From approximately 12:15 a.m. on Friday, July 19 through 12:30 p.m. on Saturday, July 20, many Brown IT services were unavailable or experiencing intermittent problems. In addition, from 12:15 a.m. on Friday, July 19 through 4 p.m. on Tuesday, July 23, a large number of Windows computers used by Brown community members were failing to start correctly. In the case of both servers and PCs, the Windows operating system was continuously crashing and restarting.
This outage affected all members of the Brown community who were trying to use any of the affected services during the outage, as well as anyone using a Windows PC that was affected by the problem.
Soon after midnight on the morning of Friday, July 19, a misconfigured software update from the security provider CrowdStrike started causing technology outages around the world. The behavior of the problem was continuous crashing and restarting of affected computers.

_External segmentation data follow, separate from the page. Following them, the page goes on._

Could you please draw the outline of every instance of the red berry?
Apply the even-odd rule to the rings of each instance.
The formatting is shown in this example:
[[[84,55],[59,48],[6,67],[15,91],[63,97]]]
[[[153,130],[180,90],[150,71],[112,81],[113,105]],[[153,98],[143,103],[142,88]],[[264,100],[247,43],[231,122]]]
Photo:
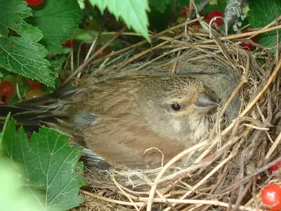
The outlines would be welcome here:
[[[0,101],[0,105],[8,105],[7,101]]]
[[[223,17],[223,13],[220,11],[212,11],[207,15],[206,20],[208,23],[210,23],[210,21],[215,17]],[[213,19],[212,23],[216,23],[217,26],[221,26],[223,23],[223,18],[215,18]]]
[[[189,5],[183,6],[181,8],[181,17],[188,17],[189,13]]]
[[[281,209],[281,187],[277,184],[268,184],[261,190],[261,201],[270,210]]]
[[[43,0],[25,0],[30,6],[37,6],[43,2]]]
[[[66,48],[71,48],[76,46],[76,41],[74,39],[67,39],[65,43],[63,44],[63,46]]]
[[[0,97],[5,96],[6,101],[11,99],[15,94],[13,85],[8,81],[2,81],[0,84]]]
[[[27,99],[31,99],[34,98],[39,97],[39,96],[44,95],[44,93],[38,89],[32,89],[27,93]]]
[[[270,174],[272,174],[273,172],[277,171],[278,170],[280,170],[280,171],[281,171],[281,161],[279,161],[277,163],[275,163],[275,165],[272,165],[269,168],[269,171],[270,172]]]
[[[25,79],[25,82],[28,86],[34,89],[40,89],[44,87],[44,85],[40,84],[39,82],[32,81],[28,78]]]
[[[249,32],[249,30],[247,30],[247,31],[242,32],[242,33],[246,33],[246,32]],[[255,43],[257,43],[259,41],[259,37],[256,35],[255,37],[251,37],[250,39],[252,41],[254,41]],[[255,49],[255,47],[251,44],[250,44],[249,42],[243,41],[243,42],[240,43],[239,45],[242,48],[245,49],[246,50],[248,50],[249,51],[252,51],[252,50],[254,50]]]

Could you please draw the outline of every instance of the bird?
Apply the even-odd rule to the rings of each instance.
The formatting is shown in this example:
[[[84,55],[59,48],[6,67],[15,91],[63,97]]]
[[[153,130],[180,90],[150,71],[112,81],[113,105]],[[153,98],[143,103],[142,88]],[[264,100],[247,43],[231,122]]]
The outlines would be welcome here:
[[[1,115],[9,111],[27,128],[68,133],[97,165],[145,169],[199,143],[219,106],[202,82],[190,77],[129,75],[80,84],[1,105]]]

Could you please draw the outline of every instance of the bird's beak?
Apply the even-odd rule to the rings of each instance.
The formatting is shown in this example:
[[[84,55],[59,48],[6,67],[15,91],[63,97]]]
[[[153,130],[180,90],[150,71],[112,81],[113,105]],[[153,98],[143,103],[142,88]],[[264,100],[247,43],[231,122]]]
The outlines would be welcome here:
[[[203,107],[204,108],[200,110],[200,113],[207,113],[218,106],[220,106],[211,97],[204,92],[201,92],[198,94],[198,99],[197,101],[197,106],[199,107]]]

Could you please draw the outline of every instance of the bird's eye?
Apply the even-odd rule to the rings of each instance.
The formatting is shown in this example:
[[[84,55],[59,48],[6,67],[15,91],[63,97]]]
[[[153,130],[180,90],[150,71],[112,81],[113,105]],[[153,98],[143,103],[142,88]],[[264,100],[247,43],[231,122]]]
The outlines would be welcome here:
[[[171,109],[173,109],[175,111],[180,110],[181,107],[181,105],[178,103],[173,103],[171,105]]]

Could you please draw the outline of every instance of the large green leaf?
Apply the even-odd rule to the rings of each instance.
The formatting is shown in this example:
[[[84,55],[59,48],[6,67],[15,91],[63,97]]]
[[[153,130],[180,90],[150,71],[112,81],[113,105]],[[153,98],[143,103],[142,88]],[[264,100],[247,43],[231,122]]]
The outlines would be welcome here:
[[[149,11],[148,0],[89,0],[103,13],[105,8],[115,15],[116,19],[122,18],[129,28],[140,33],[148,41],[149,25],[146,11]]]
[[[32,15],[22,0],[0,0],[0,68],[54,87],[43,34],[23,18]]]
[[[281,15],[280,0],[255,0],[249,3],[249,22],[252,27],[263,27]],[[279,30],[279,39],[281,39],[281,30]],[[276,45],[276,31],[259,35],[259,42],[275,52],[273,48]]]
[[[32,134],[30,144],[22,127],[17,132],[15,121],[8,118],[0,136],[3,154],[22,163],[30,188],[44,193],[37,196],[44,210],[67,210],[83,202],[78,196],[84,183],[82,164],[77,163],[81,150],[71,146],[68,138],[42,127]]]
[[[47,0],[33,11],[28,21],[43,33],[41,41],[51,53],[60,53],[61,44],[75,32],[81,18],[76,0]]]

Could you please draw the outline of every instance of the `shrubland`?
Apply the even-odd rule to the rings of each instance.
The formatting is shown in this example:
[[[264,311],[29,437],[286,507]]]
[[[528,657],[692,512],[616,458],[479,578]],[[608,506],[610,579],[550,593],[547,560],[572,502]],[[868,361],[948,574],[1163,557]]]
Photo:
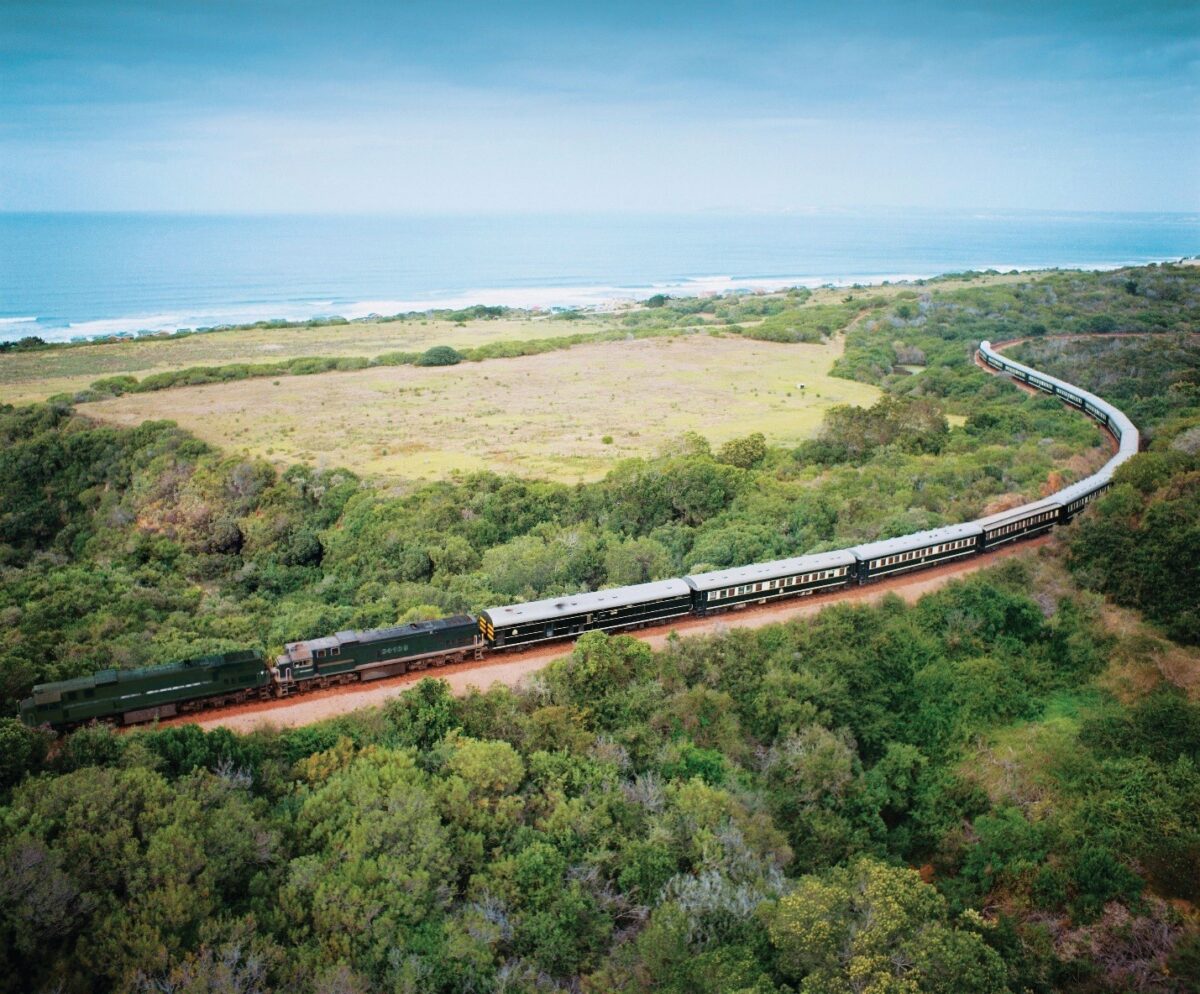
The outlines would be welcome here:
[[[796,449],[691,435],[578,486],[385,491],[169,423],[0,409],[8,715],[102,666],[965,520],[1106,457],[1078,414],[972,366],[982,337],[1044,339],[1027,348],[1085,387],[1136,371],[1102,393],[1151,439],[1061,547],[911,606],[660,652],[590,634],[521,690],[425,681],[286,732],[52,742],[0,718],[0,987],[1195,989],[1198,660],[1166,641],[1194,639],[1194,352],[1045,329],[1192,333],[1198,283],[1151,267],[847,301],[842,369],[884,387],[875,408]],[[810,303],[646,313],[799,328]],[[1100,593],[1158,628],[1115,630]]]

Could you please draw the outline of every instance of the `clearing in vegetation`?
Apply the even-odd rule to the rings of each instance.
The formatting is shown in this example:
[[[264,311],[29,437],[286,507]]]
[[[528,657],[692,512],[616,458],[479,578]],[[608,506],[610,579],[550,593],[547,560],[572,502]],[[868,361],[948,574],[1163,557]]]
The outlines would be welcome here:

This impacted most Brown IT services running on over 1100 servers, as well as over 1000 Windows desktops and laptops used by students, faculty and staff across the Brown community.
The Office of Information Technology (OIT) first observed services failing shortly after 1 a.m. on Friday and immediately assembled to diagnose the problem and start recovering critical services. CrowdStrike issued a fix for the problem by 1:45 a.m. on Friday to prevent any further impact, but the problem had already been created on any Windows computers with CrowdStrike installed that was actively running between 12:15 a.m. and 1:30 a.m. Any affected servers or PCs could not be fixed remotely or programmatically; instead, each one would need a manual fix applied by someone directly at the computer, with knowledge of individual storage encryption keys used on all Brown-owned computers. Knowing this would take many hours to resolve, OIT moved quickly to alert the Brown community. Because Brown's usual bulk email services were affected, OIT sent email to the community before 7 a.m. using the Brown Alert system, and published an outage message on the OIT Statuspage service dashboard and the phone greeting at the OIT Help Desk.

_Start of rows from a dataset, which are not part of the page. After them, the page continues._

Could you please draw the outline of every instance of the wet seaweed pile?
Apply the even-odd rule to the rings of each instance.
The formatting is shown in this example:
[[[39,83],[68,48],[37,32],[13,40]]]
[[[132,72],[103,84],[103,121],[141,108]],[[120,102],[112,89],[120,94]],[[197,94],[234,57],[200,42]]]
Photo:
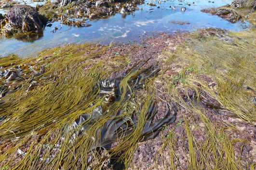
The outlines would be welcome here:
[[[256,9],[256,2],[254,0],[236,0],[227,6],[205,9],[201,11],[218,15],[231,23],[235,23],[242,18],[248,20],[250,15],[255,15]]]
[[[157,66],[142,62],[108,79],[100,62],[85,70],[84,56],[56,56],[1,59],[5,95],[0,99],[0,167],[128,167],[138,142],[154,138],[175,121],[172,103],[166,102],[162,117],[155,116],[152,85]],[[80,64],[74,67],[72,62]]]
[[[132,0],[56,0],[50,2],[39,9],[40,12],[50,21],[78,27],[90,26],[88,19],[107,18],[120,12],[126,15],[137,10],[137,5],[144,2]]]

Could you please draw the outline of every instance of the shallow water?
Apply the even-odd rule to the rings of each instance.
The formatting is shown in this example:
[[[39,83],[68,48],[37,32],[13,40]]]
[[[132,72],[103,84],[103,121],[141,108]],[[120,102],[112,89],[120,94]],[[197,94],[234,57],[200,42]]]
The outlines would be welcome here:
[[[249,24],[239,22],[231,24],[217,16],[202,12],[203,8],[219,7],[230,3],[232,0],[216,0],[214,3],[208,0],[169,0],[152,1],[146,0],[139,5],[139,10],[125,17],[117,14],[108,19],[88,21],[92,26],[77,28],[55,22],[51,27],[46,27],[43,35],[38,36],[35,41],[18,40],[14,38],[0,38],[0,56],[14,53],[26,57],[47,47],[70,43],[84,42],[102,44],[111,41],[127,42],[138,41],[142,36],[166,32],[173,34],[177,31],[192,31],[200,28],[220,28],[237,31],[247,29]],[[157,6],[150,6],[152,2]],[[193,4],[194,2],[194,4]],[[189,6],[188,4],[190,4]],[[33,5],[36,4],[33,3]],[[171,6],[172,8],[170,6]],[[157,8],[160,7],[160,8]],[[181,12],[185,7],[187,10]],[[0,9],[0,12],[2,11]],[[185,22],[181,25],[177,22]],[[58,29],[52,33],[54,27]]]

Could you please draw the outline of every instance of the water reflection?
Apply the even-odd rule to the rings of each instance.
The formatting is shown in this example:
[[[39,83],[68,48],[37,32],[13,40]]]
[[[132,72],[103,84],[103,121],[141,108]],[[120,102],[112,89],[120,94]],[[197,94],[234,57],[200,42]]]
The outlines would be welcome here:
[[[200,11],[206,7],[225,5],[231,1],[216,0],[212,3],[208,0],[159,0],[153,2],[156,6],[150,6],[147,3],[152,1],[146,0],[133,14],[124,17],[117,14],[108,19],[91,21],[87,23],[92,24],[90,27],[77,28],[61,25],[59,22],[52,23],[51,27],[45,28],[43,36],[39,36],[39,38],[33,42],[2,37],[0,38],[0,56],[14,53],[26,57],[46,47],[69,43],[89,41],[105,44],[112,41],[138,40],[142,36],[161,32],[172,34],[207,27],[232,31],[247,28],[247,22],[231,24],[217,16]],[[182,7],[186,8],[185,11],[181,11]],[[53,31],[55,28],[58,29]]]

Over the course of the day on Friday, over 150 people from many OIT teams worked urgently to restore services and to repair individual PCs by hand across our College Hill and Jewelry District campus areas. OIT also worked closely with groups of departmental IT partners to ensure the highest rate of resolution. By the end of the day on Friday, over 500 people had working PCs again and most mission-critical services were running properly. OIT completed restoring all services by approximately noon on Saturday, July 20, and updated the Statuspage alert at that time. OIT and IT partners worked several more days the next week to resolve as many affected PCs as possible.
CrowdStrike has been very transparent, responsive, and supportive throughout this outage, and has released their extended technical analysis of the entire event on their outage-specific information hub. In addition, they have started work immediately on a full audit and improvement of their code release processes. They continue to keep us informed in detail as a customer of their services.
As of the publication date of this After-Action Report, there are still almost 200 additional PCs expected to need attention across the Brown community. If you have a PC that is constantly restarting, please refer to the IT Help Article available from OIT, or contact your usual IT support professional or the OIT Help Desk so they can help you.
In addition, we have held analytical reviews of our service architecture and incident mitigation steps, our support work to resolve PCs in the field, and our multiple communication steps during this significant outage. Each of these reviews has led to multiple plans to improve our service resiliency and our readiness for future major incidents.
OIT would like to express our joint appreciation for the compassion, patience, and many words of encouragement and appreciation we received from students, faculty and staff during this major outage. We are proud to support you, and we are truly grateful for your kindness and your trust.